Choosing Between Perspectives Or Priorities
If asked which consideration is most important, explain why that priority should guide decisions. For example, you might argue that protecting vulnerable people is more important than reducing short-term cost because the harm is severe and unequal.
Global Perspectives rewards a reasoned judgement, not one officially correct opinion. Different choices can receive high marks when they are clearly explained and supported.
Model Response Framework
Eight-Mark Framework
- State the chosen factor and one clear criterion.
- Develop the first reason with source support.
- Explain a second reason using another criterion.
- Compare briefly with an alternative.
- Finish by confirming why the chosen factor remains most significant.
This is a framework, not a rigid number of paragraphs. The response should remain focused on the exact wording of the question.
Original Practice Task
Practice Sources
Source A states that urban flooding is worsened by intense rainfall, blocked drains, loss of green space and construction on floodplains. Source B explains that low-income communities often live in the most exposed areas and recover more slowly after floods.
Which cause of urban flood damage is most significant? Explain why.
Possible Direction
A student could select construction on floodplains because it places homes directly in high-risk areas and can create repeated long-term exposure. Another defensible answer could select blocked drains if local evidence shows it is widespread, preventable and responsible for frequent flooding. The mark depends on justification, not the selected cause alone.
Common Mistakes
- Listing several factors without choosing one.
- Using “most significant” as a synonym for “bad” without a criterion.
- Giving personal feelings instead of reasons.
- Copying source points without explaining their importance.
- Changing the chosen factor halfway through the answer.
- Making an exaggerated or impossible causal claim.
- Writing a balanced discussion but never reaching a judgement.
Exam Checklist
- I clearly state my selected factor.
- I use at least one explicit criterion for significance.
- I explain why the source detail matters.
- I include more than one developed reason where appropriate.

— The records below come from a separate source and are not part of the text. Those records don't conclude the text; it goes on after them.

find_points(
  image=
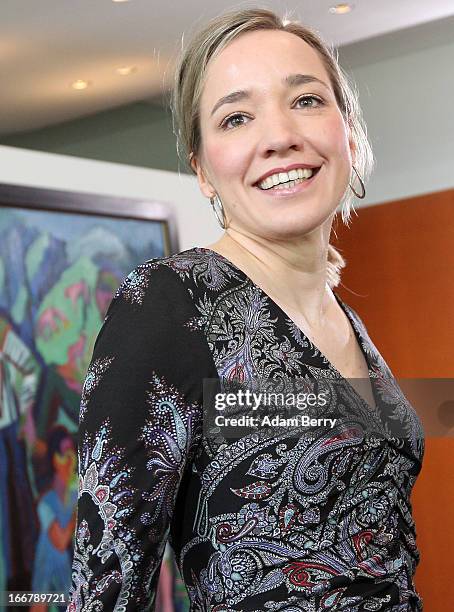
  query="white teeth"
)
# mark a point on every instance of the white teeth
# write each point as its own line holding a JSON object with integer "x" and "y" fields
{"x": 286, "y": 178}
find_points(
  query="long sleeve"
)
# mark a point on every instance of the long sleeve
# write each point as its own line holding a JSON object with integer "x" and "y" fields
{"x": 140, "y": 425}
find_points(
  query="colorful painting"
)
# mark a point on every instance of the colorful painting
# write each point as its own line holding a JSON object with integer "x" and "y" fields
{"x": 60, "y": 264}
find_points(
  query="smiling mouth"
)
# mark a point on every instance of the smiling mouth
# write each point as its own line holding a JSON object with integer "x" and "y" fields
{"x": 280, "y": 182}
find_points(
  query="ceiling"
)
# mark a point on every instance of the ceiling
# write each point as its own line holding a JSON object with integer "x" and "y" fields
{"x": 45, "y": 45}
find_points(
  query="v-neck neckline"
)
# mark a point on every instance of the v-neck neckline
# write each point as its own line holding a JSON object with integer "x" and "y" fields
{"x": 331, "y": 366}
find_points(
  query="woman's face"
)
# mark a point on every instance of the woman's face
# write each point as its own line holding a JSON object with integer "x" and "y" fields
{"x": 286, "y": 116}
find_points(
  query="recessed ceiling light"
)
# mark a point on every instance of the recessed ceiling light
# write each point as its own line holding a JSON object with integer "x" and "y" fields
{"x": 341, "y": 9}
{"x": 80, "y": 84}
{"x": 125, "y": 70}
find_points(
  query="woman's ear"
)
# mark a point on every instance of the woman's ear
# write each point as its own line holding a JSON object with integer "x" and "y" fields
{"x": 205, "y": 186}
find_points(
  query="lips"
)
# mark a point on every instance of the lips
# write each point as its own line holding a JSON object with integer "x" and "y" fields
{"x": 287, "y": 169}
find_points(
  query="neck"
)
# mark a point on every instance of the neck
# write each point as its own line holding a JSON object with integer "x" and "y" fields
{"x": 292, "y": 273}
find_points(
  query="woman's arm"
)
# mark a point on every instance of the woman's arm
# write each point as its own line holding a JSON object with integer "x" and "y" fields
{"x": 140, "y": 423}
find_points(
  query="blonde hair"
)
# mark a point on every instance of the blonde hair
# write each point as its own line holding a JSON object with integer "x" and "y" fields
{"x": 189, "y": 81}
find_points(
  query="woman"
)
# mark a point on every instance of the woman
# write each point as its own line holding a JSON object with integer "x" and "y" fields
{"x": 268, "y": 521}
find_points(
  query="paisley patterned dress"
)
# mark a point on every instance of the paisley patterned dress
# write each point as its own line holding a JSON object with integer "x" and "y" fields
{"x": 265, "y": 522}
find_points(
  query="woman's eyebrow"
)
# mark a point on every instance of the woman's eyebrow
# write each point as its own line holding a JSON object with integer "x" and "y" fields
{"x": 292, "y": 80}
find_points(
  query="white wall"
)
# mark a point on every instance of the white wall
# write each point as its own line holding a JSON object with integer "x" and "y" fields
{"x": 196, "y": 223}
{"x": 406, "y": 85}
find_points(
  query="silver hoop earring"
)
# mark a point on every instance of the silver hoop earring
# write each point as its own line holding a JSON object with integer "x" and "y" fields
{"x": 363, "y": 194}
{"x": 218, "y": 208}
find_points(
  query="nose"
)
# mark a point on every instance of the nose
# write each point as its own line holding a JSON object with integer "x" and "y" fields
{"x": 280, "y": 134}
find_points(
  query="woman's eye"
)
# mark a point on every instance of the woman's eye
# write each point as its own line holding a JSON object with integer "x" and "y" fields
{"x": 306, "y": 99}
{"x": 232, "y": 121}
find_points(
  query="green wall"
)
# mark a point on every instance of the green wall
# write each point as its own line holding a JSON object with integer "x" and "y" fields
{"x": 139, "y": 134}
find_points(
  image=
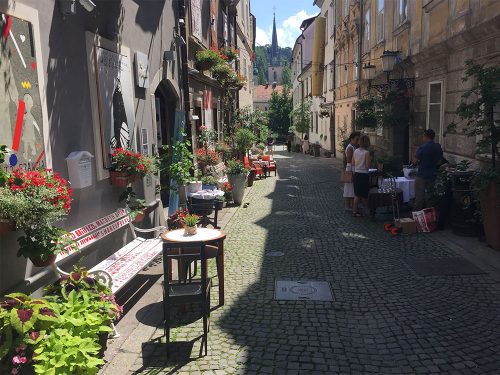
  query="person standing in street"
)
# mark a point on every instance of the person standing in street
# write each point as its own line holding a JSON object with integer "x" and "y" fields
{"x": 428, "y": 157}
{"x": 361, "y": 162}
{"x": 270, "y": 143}
{"x": 289, "y": 140}
{"x": 305, "y": 144}
{"x": 348, "y": 186}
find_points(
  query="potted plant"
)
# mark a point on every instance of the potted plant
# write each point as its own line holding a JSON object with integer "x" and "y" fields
{"x": 477, "y": 111}
{"x": 207, "y": 59}
{"x": 209, "y": 182}
{"x": 176, "y": 220}
{"x": 42, "y": 244}
{"x": 229, "y": 53}
{"x": 24, "y": 322}
{"x": 128, "y": 166}
{"x": 219, "y": 203}
{"x": 190, "y": 222}
{"x": 237, "y": 176}
{"x": 228, "y": 192}
{"x": 177, "y": 162}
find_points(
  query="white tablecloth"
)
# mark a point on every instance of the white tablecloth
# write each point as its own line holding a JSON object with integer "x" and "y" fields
{"x": 407, "y": 186}
{"x": 206, "y": 194}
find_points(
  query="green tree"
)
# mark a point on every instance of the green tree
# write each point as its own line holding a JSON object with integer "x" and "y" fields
{"x": 280, "y": 107}
{"x": 286, "y": 76}
{"x": 301, "y": 118}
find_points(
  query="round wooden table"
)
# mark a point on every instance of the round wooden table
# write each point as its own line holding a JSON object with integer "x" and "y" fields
{"x": 176, "y": 239}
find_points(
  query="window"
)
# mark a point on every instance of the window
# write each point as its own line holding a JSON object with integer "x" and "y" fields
{"x": 402, "y": 11}
{"x": 346, "y": 8}
{"x": 337, "y": 74}
{"x": 366, "y": 31}
{"x": 380, "y": 20}
{"x": 332, "y": 18}
{"x": 435, "y": 108}
{"x": 337, "y": 12}
{"x": 355, "y": 67}
{"x": 345, "y": 67}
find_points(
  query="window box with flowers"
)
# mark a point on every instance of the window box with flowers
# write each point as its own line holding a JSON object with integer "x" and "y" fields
{"x": 35, "y": 200}
{"x": 128, "y": 167}
{"x": 230, "y": 54}
{"x": 207, "y": 59}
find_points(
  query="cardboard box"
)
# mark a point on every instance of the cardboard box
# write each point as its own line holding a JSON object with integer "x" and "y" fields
{"x": 408, "y": 225}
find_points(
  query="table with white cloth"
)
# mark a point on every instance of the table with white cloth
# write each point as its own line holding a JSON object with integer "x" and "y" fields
{"x": 406, "y": 185}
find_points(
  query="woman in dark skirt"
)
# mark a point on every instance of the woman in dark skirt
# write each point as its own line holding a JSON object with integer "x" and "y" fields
{"x": 361, "y": 161}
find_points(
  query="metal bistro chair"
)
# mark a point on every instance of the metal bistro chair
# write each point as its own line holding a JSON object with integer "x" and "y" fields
{"x": 186, "y": 290}
{"x": 204, "y": 208}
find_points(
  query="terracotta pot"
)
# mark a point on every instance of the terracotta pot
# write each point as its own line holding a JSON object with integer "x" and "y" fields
{"x": 119, "y": 178}
{"x": 189, "y": 231}
{"x": 238, "y": 182}
{"x": 140, "y": 216}
{"x": 7, "y": 226}
{"x": 490, "y": 209}
{"x": 219, "y": 205}
{"x": 47, "y": 261}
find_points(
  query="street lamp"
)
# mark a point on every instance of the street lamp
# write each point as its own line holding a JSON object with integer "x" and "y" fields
{"x": 388, "y": 61}
{"x": 369, "y": 73}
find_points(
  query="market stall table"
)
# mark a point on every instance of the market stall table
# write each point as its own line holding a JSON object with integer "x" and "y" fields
{"x": 205, "y": 238}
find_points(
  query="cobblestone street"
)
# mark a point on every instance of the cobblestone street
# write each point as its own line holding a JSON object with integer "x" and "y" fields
{"x": 385, "y": 317}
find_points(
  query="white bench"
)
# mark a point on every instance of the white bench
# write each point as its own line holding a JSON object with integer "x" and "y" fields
{"x": 121, "y": 266}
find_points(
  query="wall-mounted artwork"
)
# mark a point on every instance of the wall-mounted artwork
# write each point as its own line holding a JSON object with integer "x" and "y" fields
{"x": 21, "y": 123}
{"x": 116, "y": 103}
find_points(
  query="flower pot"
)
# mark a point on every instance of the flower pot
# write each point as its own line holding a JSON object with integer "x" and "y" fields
{"x": 238, "y": 182}
{"x": 194, "y": 186}
{"x": 140, "y": 216}
{"x": 7, "y": 226}
{"x": 219, "y": 205}
{"x": 490, "y": 209}
{"x": 47, "y": 261}
{"x": 120, "y": 179}
{"x": 251, "y": 177}
{"x": 190, "y": 231}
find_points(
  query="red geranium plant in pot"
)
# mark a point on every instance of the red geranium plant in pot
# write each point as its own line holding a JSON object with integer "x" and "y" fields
{"x": 128, "y": 166}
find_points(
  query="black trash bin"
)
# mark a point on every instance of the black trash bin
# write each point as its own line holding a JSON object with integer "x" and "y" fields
{"x": 463, "y": 220}
{"x": 317, "y": 149}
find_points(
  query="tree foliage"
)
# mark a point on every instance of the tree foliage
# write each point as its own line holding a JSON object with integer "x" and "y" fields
{"x": 477, "y": 108}
{"x": 280, "y": 107}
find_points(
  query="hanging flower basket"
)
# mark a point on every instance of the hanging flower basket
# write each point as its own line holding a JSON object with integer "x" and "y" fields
{"x": 7, "y": 226}
{"x": 38, "y": 261}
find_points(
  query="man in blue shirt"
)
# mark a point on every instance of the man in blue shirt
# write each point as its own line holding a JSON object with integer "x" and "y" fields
{"x": 428, "y": 157}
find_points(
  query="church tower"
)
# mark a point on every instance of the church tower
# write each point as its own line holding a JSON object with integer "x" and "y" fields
{"x": 275, "y": 68}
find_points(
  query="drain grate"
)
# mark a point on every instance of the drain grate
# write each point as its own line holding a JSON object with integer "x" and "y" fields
{"x": 302, "y": 290}
{"x": 443, "y": 267}
{"x": 275, "y": 254}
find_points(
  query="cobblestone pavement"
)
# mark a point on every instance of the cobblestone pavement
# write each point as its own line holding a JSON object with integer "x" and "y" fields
{"x": 385, "y": 319}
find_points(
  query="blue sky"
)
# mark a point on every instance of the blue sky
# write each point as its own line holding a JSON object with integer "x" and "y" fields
{"x": 289, "y": 16}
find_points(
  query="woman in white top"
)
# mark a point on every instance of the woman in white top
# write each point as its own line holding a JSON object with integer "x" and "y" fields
{"x": 305, "y": 144}
{"x": 348, "y": 186}
{"x": 361, "y": 161}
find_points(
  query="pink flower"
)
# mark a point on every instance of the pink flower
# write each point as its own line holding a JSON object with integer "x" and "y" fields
{"x": 18, "y": 360}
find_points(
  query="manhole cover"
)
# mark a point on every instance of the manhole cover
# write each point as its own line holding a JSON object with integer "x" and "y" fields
{"x": 443, "y": 267}
{"x": 275, "y": 254}
{"x": 290, "y": 290}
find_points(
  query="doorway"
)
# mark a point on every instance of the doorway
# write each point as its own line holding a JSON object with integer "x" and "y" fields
{"x": 165, "y": 105}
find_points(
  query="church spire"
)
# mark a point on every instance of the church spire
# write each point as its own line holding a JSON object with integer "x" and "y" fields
{"x": 275, "y": 59}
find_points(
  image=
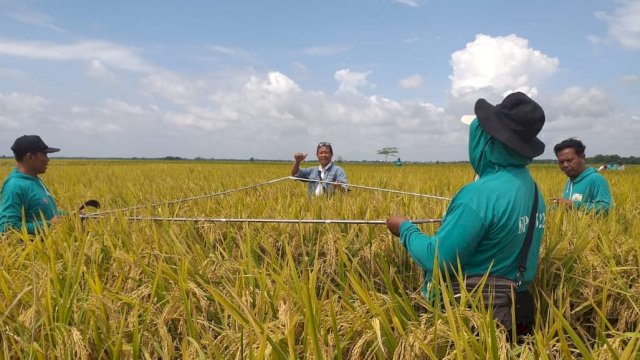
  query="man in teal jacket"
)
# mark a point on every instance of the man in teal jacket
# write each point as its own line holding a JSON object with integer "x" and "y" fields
{"x": 25, "y": 199}
{"x": 485, "y": 224}
{"x": 585, "y": 189}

- My final judgement is consistent with my reasoning.
Lesson Summary
- A judgement must select one factor and explain why it is most significant.
- Significance can be judged through scale, severity, duration, urgency, influence, equity or ethical importance.
- Source material must be interpreted to show why it supports the judgement.
- Brief comparison with an alternative can strengthen the response.
- Different conclusions can earn high marks when they are credible and well supported.